Quiksilver Inc. is negotiating with banks for a loan that would help finance its business after it exits bankruptcy, according to two people with knowledge of the matter.

As reported by Bloomberg, Bank of America Corp. and JPMorgan Chase & Co. are among lenders discussing an asset-backed credit line for the company, said the same sources. The loan will be a revolving one valued at 125 to 150 million dollars. Additionally, the surfwear company may seek a term loan as well.

Obtaining the loan is crucial to ensuring that Huntington Beach, California-based Quiksilver gets final court approval for its growth plan after it emerges from bankruptcy. A hearing is scheduled for the end of January, and the company expects to exit court protection shortly after Judge Brendan Shannon signs off on the proposal.

Quiksilver filed for bankruptcy protection in September after years of struggling.

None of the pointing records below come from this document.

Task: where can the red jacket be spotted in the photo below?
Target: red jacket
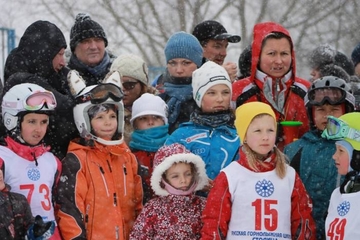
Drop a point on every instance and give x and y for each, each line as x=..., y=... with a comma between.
x=294, y=108
x=217, y=213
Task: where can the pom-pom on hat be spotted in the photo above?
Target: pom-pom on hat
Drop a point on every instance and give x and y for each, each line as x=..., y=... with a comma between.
x=166, y=156
x=83, y=28
x=184, y=45
x=208, y=75
x=130, y=65
x=247, y=112
x=149, y=104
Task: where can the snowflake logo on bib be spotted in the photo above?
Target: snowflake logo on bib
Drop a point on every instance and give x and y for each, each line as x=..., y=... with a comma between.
x=343, y=208
x=264, y=188
x=33, y=174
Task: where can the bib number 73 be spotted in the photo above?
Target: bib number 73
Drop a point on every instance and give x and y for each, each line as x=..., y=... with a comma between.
x=265, y=214
x=43, y=191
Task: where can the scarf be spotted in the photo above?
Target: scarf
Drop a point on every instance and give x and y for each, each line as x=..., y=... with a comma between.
x=150, y=139
x=178, y=94
x=98, y=70
x=213, y=120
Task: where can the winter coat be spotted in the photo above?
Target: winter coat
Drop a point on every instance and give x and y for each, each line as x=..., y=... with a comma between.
x=218, y=147
x=172, y=215
x=91, y=78
x=311, y=156
x=217, y=212
x=15, y=215
x=251, y=89
x=100, y=193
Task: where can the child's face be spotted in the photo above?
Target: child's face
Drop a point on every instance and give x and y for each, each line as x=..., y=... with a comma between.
x=216, y=98
x=33, y=127
x=104, y=124
x=148, y=121
x=320, y=114
x=261, y=134
x=342, y=160
x=180, y=176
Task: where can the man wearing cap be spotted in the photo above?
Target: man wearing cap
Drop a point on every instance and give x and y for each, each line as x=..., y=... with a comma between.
x=88, y=55
x=214, y=39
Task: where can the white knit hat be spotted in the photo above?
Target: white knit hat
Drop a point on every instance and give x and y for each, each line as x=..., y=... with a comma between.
x=149, y=104
x=208, y=75
x=130, y=65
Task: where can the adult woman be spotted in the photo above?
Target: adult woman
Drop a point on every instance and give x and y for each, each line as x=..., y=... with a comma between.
x=273, y=79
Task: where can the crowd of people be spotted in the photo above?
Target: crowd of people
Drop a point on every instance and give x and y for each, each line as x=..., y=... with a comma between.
x=91, y=148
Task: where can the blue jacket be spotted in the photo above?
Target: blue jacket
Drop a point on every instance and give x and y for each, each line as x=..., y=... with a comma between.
x=218, y=147
x=311, y=156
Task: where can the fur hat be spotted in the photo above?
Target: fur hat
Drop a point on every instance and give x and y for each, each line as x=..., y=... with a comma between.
x=211, y=29
x=208, y=75
x=247, y=112
x=184, y=45
x=130, y=65
x=83, y=28
x=166, y=156
x=149, y=104
x=355, y=55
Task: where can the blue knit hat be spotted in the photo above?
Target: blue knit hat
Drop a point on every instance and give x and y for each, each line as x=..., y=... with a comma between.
x=184, y=45
x=355, y=55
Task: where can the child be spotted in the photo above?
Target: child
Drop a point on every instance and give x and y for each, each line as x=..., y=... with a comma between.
x=176, y=212
x=327, y=96
x=258, y=195
x=210, y=133
x=149, y=120
x=100, y=192
x=343, y=219
x=15, y=213
x=28, y=165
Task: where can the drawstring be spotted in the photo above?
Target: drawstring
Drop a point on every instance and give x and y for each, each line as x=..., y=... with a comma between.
x=36, y=163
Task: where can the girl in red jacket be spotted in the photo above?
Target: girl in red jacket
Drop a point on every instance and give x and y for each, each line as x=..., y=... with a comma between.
x=259, y=195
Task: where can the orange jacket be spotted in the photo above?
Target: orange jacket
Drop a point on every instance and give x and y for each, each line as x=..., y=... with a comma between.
x=100, y=192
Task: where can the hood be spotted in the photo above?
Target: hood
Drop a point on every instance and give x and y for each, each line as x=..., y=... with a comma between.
x=166, y=156
x=261, y=30
x=37, y=48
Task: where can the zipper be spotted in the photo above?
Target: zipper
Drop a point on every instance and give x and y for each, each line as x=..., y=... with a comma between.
x=104, y=181
x=125, y=173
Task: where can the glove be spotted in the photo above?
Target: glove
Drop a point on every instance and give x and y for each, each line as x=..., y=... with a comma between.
x=41, y=230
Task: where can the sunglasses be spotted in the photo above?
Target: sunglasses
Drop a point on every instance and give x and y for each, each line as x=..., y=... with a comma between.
x=336, y=129
x=129, y=85
x=101, y=93
x=39, y=99
x=333, y=96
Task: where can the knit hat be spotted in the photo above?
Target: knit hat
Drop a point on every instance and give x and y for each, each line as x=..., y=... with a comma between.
x=355, y=55
x=166, y=156
x=352, y=120
x=247, y=112
x=149, y=104
x=211, y=29
x=83, y=28
x=130, y=65
x=184, y=45
x=208, y=75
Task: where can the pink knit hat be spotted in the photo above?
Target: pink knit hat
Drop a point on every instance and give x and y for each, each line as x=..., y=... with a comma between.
x=165, y=157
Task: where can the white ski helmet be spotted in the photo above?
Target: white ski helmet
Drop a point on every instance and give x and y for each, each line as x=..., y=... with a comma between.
x=25, y=98
x=107, y=92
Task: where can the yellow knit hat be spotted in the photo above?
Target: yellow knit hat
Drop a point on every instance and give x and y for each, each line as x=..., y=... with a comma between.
x=246, y=113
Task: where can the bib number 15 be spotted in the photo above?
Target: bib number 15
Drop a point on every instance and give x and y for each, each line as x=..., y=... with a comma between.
x=265, y=214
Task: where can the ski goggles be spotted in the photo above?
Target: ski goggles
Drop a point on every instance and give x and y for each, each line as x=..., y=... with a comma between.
x=320, y=96
x=336, y=129
x=101, y=93
x=40, y=99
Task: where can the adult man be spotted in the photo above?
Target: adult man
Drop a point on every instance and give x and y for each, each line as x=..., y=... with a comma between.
x=89, y=56
x=214, y=39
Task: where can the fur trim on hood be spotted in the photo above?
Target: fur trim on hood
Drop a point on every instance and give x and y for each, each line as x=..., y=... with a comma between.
x=166, y=156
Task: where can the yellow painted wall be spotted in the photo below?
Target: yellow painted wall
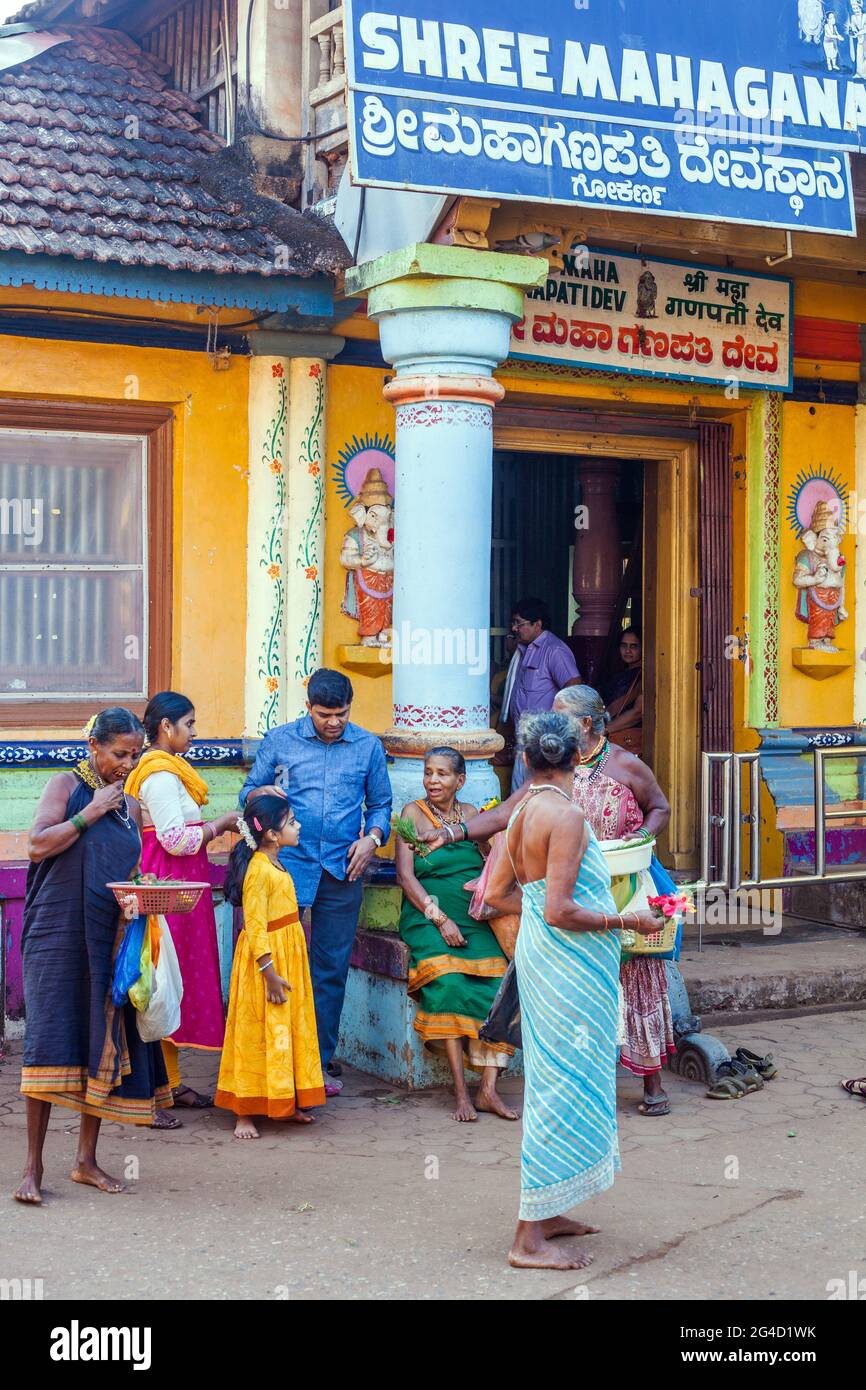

At the time of the filing, its total debt was about 826 million dollars, which will be cut to less than 300 million dollars under a restructuring plan that will grant Oaktree Capital Management LP with the control over the retailer.

As per the restructuring plan, Oaktree – holding circa 73 percent of the chain’s 279 million dollars in senior notes - would own the company after swapping the debt and buying the remaining securities not sold in a rights offering to existing bondholders.